Con todo, aunque tengamos la tentación de tildarla de «cristiana», movidos también por su título, esta fábula no persigue fines catequéticos. Es, eso sí, la fábula de la vida. Andreas es «el hombre» (aner) desde la etimología a la esencia más radical. Esencialmente hombre, este pecador nos enseña la lección de la gracia. Él, como la santa niña a la que debe pagar su deuda, son plenamente conscientes de la pequeñez que los define y, por ende, del don de la gracia, la única que salva.

Como San Pablo, Andreas parece hacer el mal que no quiere y experimenta la fuerza en la debilidad. Una y otra vez cae; cae en todas las pruebas. Uno y otro milagro lo levantan; siempre lo levantan. El milagro visita a Andreas sin que él lo merezca y de la manera más inesperada. La prueba final, la ganará, sí, conducido por otro y bien acompañado… hacia la gracia que salva.

Para adentrarse en este misterio, es fundamental, introducirse en la mirada de quien no se juzga ni juzga.
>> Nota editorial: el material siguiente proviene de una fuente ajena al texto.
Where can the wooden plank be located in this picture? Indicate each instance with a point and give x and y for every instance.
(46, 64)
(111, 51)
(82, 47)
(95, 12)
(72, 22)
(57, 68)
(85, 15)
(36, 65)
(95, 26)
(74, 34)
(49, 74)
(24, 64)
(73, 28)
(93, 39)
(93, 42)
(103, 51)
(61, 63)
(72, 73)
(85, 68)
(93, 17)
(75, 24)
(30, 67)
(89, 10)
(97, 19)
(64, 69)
Roth lo logra magistralmente. Sin que podamos evitarlo nos inserta en ella y nos descubrimos contemplando compasivos a un borracho delincuente que no nos aporta motivos para tener misericordia. He aquí la clave de este amor sin medida: no hay nada demasiado grave que el pecador pueda hacer para alejar de sí la gracia. Desesperados ante su continuo ceder a la tentación y caer en el mismo pecado, no comprendemos que la respuesta sea el milagro inmerecido. Un desconcierto que se ve paliado por el alivio de comprender que esta misma es la experiencia cotidiana de nuestra debilidad humana.

Ahora bien, si los judíos no manejan el concepto de «perdón», ¿cómo es posible que el autor sea capaz de traslucirlo de modo tan certero? Educado en la tradición judía, Joseph Roth embebe su relato de cristianismo para morir profesando su arreligiosidad. Ni judío, ni cristiano, pero, empapado de las tradiciones de aquellos y, sin duda, traspasado por la mirada de estos, deja que ambos elementos se conjuguen en leyenda. Y es que, la obra que tenemos entre manos atestigua que su autor conoce la fe de Israel, pero no solo. Detrás de La leyenda del santo bebedor se esconde el rostro de un pecador que se ha sabido mirado de un modo distinto, al igual que Andreas por aquel hombre bajo los puentes del Sena al comienzo de la novela. El rostro de un Joseph Roth que, consciente o no de ello, ha comprendido (quizá mejor que muchos bautizados) la esencia del cristianismo.